Regarder mon enfant est la seule chose qui diminue mon envie de m’enlever la vie. (je paraphrase)
Un comédien lève son ballon, où on peut lire un mot-clef différent des autres ballons; le nôtre était « spasme ». Nous allons nous asseoir avec lui sur le lit, et il parle. À moins d’un mètre de son visage, il nous raconte une histoire d’un peu moins de dix minutes : comment il a peur de sa propre imprévisibilité, comment il a peur, tellement le quotidien peut être meublé de gens imbéciles, d’exploser, d’un jour frapper quelqu’un, un coup de trop peut-être.
Nous comprenons que, fort probablement, chacune des histoires racontées sur chacun des lits est la suite du secret précédemment entendu.
Promenade au pays des merveilles
On se dirige ensuite vers la prochaine station. Une promenade en descendant l’un des escaliers de bois de la ville.

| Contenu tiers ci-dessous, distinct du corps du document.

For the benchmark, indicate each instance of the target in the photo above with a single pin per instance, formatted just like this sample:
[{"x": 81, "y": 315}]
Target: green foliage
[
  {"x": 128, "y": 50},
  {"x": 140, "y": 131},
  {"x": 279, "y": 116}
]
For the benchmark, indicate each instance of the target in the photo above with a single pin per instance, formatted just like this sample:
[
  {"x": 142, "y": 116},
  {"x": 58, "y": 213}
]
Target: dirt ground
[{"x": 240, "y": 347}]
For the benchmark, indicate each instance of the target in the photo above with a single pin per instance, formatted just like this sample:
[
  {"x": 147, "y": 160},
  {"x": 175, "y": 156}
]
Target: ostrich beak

Le spectacle se déroule en partie alors que nous croyons être encore dans la file d’attente… donc, on regarde à gauche et à droite, à moins de cinq mètres, les plusieurs très petites scènes, avec un ou deux personnages, qui font un mouvement répétitif lorsque les projecteurs sont sur eux, et restent fixes lorsqu’ils sont dans le noir. Musique étrange au saxophone ou à la scie, comptable qui travaille sur un cercueil entrouvert, où un faux-cadavre vivant aux longs cheveux y est éclairé. La thématique d’Alice au pays des merveilles se révèle avec le « Mange-moi » et « Bois-moi » près de drinks en libre-service. Une table nous présente le Chapelier et le lièvre de Mars, un Humpty Dumpty est perché sur un bloc de pierre, deux jumeaux se chamaillent pour quelque chose au son d’un saxophone. Quelques scènes me sont inconnues : une femme épluche des patates, alors que deux attachées derrière elle tentent de se libérer.
La troisième station explore les sons : des grenouilles se répondent entre elles, des tourne-disques font tourner des verres de vin pour en extraire leur son. Nous avons sauté la quatrième, car la fin approchait, pour passer directement à la cinquième.
La rue St-Joseph était en partie barrée, éclairée par des blacklights posés dans les commerces, fermés ou ouverts. Une contorsionniste fait quelques mouvements dans une automobile, un individu écrit sur la vitre d’un commerce de l’intérieur… Inquiétante étrangeté dans l’ensemble, presque chaque personnage étant mis en parallèle avec un court texte qui donne une touche politique à la manifestation : les statistiques des viols de religieuses par des prêtres se juxtaposent à l’image d’une none habillée légèrement (de l’autre côté de la vitre) et à une musique religieuse qui sort d’une radio d’auto.
Nous avons manqué de peu la sixième station, un spectacle de danse devant l’église. La soirée s’est donc déplacée dans une direction étrange et somnanbulesque.